The union, which has had a history of a less-cooperative, more “militant” attitude in recent years, hopes to regain some of the concessions that it agreed to in the 2008-2009 crisis years. They’re looking for additional vacation time, cost-of-living payments, and other benefits that had to be relinquished in order for their companies to qualify for government bailouts. Despite the givebacks, though, CAW labor is prohibitively expensive compared to their US counterparts, thanks in part to mass buyouts, layoffs, and the two-tier wage system approved by the UAW several years ago. GM CEO Dan Akerson described Canada as “the most expensive place to build a car in the world right now.”
Given Akerson’s statement, it’s not hard to see what the automakers are hoping to wring from the CAW in these talks. They’re looking for lower fixed costs (but likely with the possibility of enhanced profit sharing, as GM, Ford, and Chrysler pay to UAW members in good years) and would love to roll out the controversial two-tier wage structure. That, however, seems to be a non-starter with the CAW.

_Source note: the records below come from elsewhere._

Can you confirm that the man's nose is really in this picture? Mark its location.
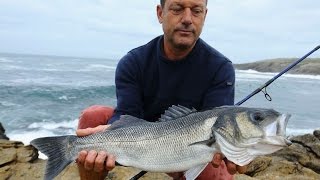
[182,8,192,25]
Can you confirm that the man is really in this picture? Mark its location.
[77,0,245,179]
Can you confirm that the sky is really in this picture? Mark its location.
[0,0,320,63]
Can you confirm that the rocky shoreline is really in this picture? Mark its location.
[0,123,320,180]
[234,58,320,75]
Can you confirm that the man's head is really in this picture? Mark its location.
[157,0,207,57]
[160,0,208,7]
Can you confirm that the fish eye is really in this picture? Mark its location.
[251,112,264,122]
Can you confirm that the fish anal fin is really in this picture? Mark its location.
[159,105,197,122]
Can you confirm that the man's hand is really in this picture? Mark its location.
[211,153,247,175]
[76,125,115,180]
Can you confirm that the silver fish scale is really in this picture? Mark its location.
[75,111,216,172]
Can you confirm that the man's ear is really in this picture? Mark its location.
[157,5,163,24]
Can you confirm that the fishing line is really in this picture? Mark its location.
[261,87,272,101]
[130,45,320,180]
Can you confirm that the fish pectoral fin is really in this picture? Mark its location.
[189,136,216,147]
[184,163,208,180]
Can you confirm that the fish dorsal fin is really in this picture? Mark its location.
[159,105,197,122]
[108,115,148,130]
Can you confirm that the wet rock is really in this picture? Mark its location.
[0,122,9,140]
[0,131,320,180]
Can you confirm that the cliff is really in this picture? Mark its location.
[234,58,320,75]
[0,123,320,180]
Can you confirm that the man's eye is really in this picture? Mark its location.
[171,7,183,14]
[192,8,203,15]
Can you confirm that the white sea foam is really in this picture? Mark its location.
[89,64,116,70]
[0,57,13,63]
[28,119,78,131]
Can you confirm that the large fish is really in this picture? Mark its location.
[31,106,290,179]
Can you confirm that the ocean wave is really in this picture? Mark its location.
[0,57,13,63]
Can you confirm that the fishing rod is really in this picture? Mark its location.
[235,45,320,106]
[130,45,320,180]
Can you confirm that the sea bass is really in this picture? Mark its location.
[31,106,290,179]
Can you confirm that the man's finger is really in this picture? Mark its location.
[84,150,98,171]
[94,151,107,172]
[237,166,247,174]
[225,159,237,175]
[76,125,110,137]
[77,151,88,165]
[211,153,223,168]
[106,154,116,171]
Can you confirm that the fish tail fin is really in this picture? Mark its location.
[30,136,77,180]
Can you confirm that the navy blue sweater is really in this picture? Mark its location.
[109,36,235,123]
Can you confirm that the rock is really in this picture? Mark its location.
[234,58,320,75]
[313,129,320,139]
[0,122,9,140]
[0,131,320,180]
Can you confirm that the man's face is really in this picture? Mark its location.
[157,0,207,50]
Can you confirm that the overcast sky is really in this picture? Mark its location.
[0,0,320,63]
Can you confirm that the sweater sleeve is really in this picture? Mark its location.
[202,61,235,109]
[108,53,143,124]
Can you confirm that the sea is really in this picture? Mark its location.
[0,53,320,144]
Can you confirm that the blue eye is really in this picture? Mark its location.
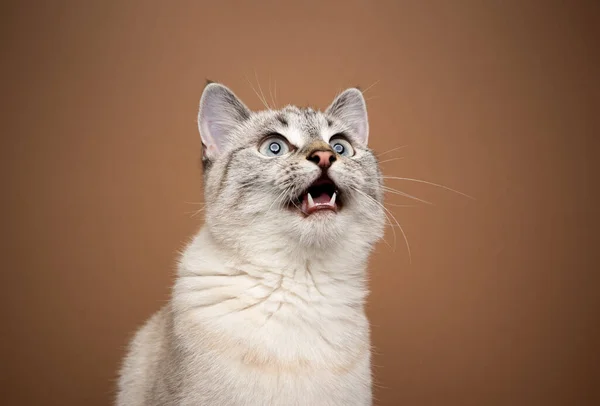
[329,138,354,156]
[269,142,281,155]
[258,137,290,157]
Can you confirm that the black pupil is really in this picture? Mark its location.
[269,142,281,154]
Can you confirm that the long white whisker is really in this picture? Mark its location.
[244,75,271,110]
[254,69,271,110]
[362,79,381,94]
[382,186,433,205]
[375,145,408,157]
[383,176,475,200]
[269,75,277,109]
[352,186,397,247]
[378,156,404,165]
[353,188,412,263]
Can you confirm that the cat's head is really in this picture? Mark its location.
[198,83,385,260]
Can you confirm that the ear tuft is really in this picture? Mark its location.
[325,88,369,145]
[198,82,251,160]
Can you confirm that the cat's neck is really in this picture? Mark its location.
[180,226,370,279]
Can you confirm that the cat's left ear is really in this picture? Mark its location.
[198,82,251,160]
[325,88,369,146]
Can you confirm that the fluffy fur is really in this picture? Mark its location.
[116,83,385,406]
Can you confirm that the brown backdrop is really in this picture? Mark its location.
[0,0,600,406]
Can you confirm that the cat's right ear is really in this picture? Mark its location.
[198,82,250,160]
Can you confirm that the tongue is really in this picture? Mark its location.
[311,193,331,204]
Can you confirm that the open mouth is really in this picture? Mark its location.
[299,176,341,215]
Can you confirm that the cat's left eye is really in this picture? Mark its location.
[329,138,354,156]
[258,136,290,157]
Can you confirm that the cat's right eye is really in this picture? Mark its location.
[258,136,290,157]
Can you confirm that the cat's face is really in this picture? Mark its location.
[199,83,385,256]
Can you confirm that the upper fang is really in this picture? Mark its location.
[307,193,315,209]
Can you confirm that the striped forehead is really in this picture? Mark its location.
[276,106,335,147]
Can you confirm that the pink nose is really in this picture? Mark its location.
[308,151,335,169]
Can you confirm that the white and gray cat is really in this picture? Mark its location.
[116,83,385,406]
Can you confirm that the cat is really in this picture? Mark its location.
[116,83,385,406]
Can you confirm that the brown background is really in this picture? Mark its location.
[0,1,600,406]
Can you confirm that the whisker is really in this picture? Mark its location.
[382,186,433,205]
[362,79,381,94]
[185,207,205,218]
[269,75,277,109]
[254,69,271,110]
[378,156,404,165]
[353,187,412,263]
[385,202,419,207]
[383,176,475,200]
[244,75,271,110]
[375,145,408,157]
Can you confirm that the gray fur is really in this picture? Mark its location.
[117,83,385,406]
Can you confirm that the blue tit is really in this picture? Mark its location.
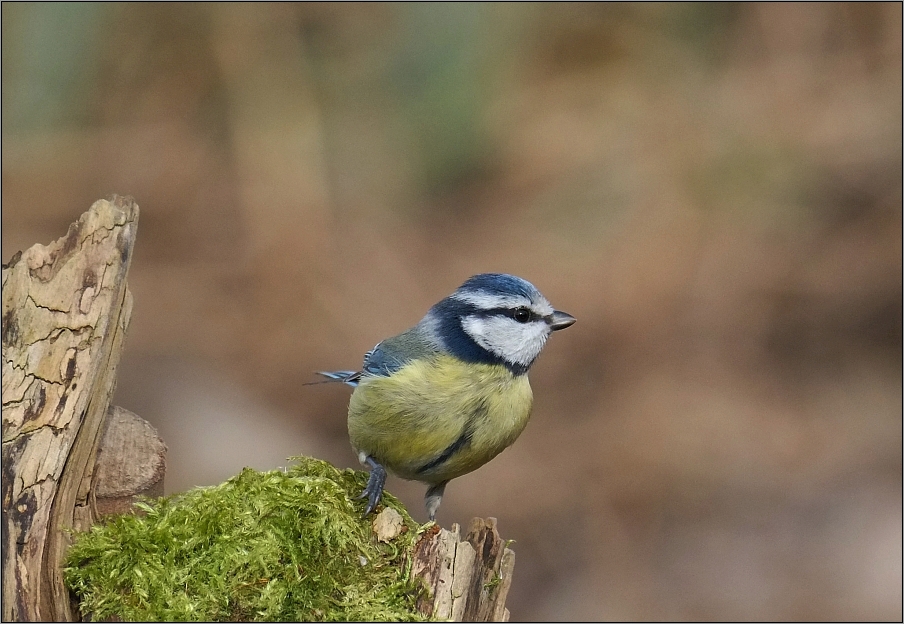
[320,273,575,520]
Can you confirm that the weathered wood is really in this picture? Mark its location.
[93,405,166,516]
[2,196,138,621]
[412,518,515,622]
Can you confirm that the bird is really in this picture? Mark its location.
[318,273,576,521]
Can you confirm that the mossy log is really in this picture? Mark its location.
[2,196,514,621]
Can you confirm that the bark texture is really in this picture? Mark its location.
[2,196,138,621]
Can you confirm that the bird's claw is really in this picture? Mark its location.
[355,457,386,518]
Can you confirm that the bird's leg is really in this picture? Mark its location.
[356,455,386,518]
[424,481,448,520]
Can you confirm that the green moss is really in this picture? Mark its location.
[64,457,423,621]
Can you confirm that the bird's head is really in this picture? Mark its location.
[421,273,575,374]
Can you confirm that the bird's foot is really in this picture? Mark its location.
[424,481,448,521]
[355,457,386,518]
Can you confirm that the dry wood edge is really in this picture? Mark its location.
[2,196,514,622]
[0,196,138,621]
[412,518,515,622]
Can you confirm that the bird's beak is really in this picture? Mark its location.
[549,310,577,331]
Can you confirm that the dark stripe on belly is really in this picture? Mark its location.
[415,422,471,474]
[415,401,488,474]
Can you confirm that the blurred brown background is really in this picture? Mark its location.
[2,3,902,620]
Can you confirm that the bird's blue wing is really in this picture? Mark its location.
[319,327,436,387]
[314,371,361,388]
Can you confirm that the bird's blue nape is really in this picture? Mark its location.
[458,273,540,300]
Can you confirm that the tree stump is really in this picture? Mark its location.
[412,518,515,622]
[0,196,514,622]
[2,196,138,621]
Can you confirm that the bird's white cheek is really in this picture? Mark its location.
[462,316,549,366]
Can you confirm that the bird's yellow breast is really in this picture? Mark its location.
[348,355,533,483]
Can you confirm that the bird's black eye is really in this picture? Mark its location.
[512,308,531,323]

The stakes are huge for both sides. The CAW desperately needs to secure future product guarantees for its workforce, or there won’t be any membership to represent. In the most recent round of UAW negotiations last year, future-product guarantees were prioritized over individual wage and benefit increases. Expect to see a similar thought process from the CAW this time.

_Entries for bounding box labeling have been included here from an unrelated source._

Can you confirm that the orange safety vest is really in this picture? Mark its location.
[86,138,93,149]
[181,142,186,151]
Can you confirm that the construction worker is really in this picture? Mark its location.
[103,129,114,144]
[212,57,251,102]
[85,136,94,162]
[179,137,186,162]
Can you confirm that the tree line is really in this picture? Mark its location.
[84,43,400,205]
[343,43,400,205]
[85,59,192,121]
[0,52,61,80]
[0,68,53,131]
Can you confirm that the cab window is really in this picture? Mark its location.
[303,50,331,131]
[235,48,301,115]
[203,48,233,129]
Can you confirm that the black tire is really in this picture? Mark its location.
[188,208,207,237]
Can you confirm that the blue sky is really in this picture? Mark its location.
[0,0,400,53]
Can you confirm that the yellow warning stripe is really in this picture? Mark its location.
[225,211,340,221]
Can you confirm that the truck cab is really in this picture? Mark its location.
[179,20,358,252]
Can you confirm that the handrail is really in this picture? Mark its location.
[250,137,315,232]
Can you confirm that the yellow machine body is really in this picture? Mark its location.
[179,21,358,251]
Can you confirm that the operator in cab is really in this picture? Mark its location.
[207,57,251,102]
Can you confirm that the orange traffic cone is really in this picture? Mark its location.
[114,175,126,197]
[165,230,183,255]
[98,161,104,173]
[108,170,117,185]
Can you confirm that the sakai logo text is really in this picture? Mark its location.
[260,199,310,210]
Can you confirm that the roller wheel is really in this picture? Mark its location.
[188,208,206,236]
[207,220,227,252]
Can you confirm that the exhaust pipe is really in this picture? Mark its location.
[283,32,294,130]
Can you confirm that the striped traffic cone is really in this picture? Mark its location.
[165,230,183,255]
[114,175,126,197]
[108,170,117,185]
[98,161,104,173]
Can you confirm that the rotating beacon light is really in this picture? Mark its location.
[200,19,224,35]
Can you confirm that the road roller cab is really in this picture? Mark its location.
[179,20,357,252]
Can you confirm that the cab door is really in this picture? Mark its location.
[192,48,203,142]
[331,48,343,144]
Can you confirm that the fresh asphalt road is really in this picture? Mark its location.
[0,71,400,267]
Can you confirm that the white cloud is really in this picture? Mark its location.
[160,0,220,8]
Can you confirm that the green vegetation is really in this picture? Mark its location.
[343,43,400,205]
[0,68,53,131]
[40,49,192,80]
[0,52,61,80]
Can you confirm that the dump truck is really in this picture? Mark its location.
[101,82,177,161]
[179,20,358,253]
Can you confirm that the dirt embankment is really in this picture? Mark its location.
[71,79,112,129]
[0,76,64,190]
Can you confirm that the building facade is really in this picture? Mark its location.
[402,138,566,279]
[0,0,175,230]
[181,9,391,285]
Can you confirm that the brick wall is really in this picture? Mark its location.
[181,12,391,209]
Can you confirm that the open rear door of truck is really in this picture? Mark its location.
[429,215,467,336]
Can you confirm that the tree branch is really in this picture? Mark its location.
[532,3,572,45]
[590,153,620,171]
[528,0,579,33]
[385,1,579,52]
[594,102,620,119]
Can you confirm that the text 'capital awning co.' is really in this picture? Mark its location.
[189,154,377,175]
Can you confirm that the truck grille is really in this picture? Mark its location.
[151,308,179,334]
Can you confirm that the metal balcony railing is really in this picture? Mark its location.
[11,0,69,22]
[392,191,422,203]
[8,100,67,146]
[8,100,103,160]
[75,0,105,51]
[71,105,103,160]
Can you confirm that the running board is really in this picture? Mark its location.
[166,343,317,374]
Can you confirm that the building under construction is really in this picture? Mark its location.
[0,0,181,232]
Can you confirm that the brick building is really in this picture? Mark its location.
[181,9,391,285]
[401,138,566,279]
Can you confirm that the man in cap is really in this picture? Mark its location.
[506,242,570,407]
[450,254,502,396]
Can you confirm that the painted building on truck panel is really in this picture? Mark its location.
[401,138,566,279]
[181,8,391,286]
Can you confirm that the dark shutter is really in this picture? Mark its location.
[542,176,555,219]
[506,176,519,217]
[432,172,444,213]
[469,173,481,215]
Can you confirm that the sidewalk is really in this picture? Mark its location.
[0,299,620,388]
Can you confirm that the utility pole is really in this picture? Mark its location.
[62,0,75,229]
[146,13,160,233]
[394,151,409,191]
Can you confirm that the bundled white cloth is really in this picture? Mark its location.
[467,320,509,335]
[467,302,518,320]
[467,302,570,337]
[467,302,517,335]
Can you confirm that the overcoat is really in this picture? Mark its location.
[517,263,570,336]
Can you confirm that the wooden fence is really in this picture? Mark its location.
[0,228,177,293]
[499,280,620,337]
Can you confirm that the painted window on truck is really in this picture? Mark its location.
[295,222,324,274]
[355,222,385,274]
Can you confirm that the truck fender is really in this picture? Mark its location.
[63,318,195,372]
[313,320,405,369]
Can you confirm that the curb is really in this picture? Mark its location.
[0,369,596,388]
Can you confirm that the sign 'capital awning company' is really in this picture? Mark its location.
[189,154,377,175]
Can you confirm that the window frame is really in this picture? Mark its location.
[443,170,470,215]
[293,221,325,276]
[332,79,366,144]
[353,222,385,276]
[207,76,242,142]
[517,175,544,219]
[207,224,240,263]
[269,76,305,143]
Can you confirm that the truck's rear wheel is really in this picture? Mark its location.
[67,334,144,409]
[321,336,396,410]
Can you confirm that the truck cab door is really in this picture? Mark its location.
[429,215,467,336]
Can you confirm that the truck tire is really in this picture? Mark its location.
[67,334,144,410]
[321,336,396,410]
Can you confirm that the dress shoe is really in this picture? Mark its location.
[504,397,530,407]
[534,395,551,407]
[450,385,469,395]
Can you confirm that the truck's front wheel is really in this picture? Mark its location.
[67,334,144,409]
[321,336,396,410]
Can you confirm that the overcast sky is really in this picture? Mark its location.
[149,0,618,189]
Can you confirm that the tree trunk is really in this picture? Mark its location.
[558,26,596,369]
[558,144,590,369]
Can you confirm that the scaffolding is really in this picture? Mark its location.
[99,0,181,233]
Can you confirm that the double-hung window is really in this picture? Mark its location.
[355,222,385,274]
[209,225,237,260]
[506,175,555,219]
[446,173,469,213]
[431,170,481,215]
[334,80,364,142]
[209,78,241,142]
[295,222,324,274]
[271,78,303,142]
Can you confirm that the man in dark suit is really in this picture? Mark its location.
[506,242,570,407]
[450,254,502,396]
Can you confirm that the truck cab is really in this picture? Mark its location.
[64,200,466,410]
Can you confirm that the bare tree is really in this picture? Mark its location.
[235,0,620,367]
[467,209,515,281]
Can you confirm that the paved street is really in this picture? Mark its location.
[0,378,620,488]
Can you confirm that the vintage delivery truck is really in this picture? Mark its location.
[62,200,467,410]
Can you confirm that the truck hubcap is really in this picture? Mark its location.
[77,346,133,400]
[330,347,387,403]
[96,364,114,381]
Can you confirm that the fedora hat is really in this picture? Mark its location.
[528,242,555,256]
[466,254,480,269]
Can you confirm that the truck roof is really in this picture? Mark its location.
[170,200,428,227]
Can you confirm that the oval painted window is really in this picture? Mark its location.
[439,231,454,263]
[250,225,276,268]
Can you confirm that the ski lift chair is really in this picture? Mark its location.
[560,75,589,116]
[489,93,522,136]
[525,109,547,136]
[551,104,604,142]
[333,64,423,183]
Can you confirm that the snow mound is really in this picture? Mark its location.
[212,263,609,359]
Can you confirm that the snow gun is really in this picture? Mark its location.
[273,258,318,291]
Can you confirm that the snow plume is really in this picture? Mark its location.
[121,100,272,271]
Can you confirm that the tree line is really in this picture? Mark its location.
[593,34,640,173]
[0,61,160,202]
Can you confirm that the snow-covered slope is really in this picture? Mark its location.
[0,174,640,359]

Meanwhile, the automakers can ill afford a production shutdown caused by a strike after the contract is agreed to. Despite there not being as many manufacturing plants in Canada as there were years ago, just the loss of a single critical component made in a CAW-represented plant could easily halt production across the border, resulting in short-term financial pain.
The key with the negotiations, as it has probably always been, is for both sides to decide how much pain they can tolerate, and how deeply to draw their lines in the sand. Would Ford, for instance, be willing to absorb a strike if doing so eventually could mean a more competitive cost structure in Canada? Rolling over to union demands went a long way toward making GM, Chrysler, and Ford uncompetitive in earlier decades.
I don’t think I am exaggerating when I say that the outcome of these contract talks will quite literally determine the future of the auto industry in Canada. Without concessions on fixed costs, expect the work there to shrivel up and depart in coming years. CAW leadership needs to recognize economic reality and be prepared to horse trade.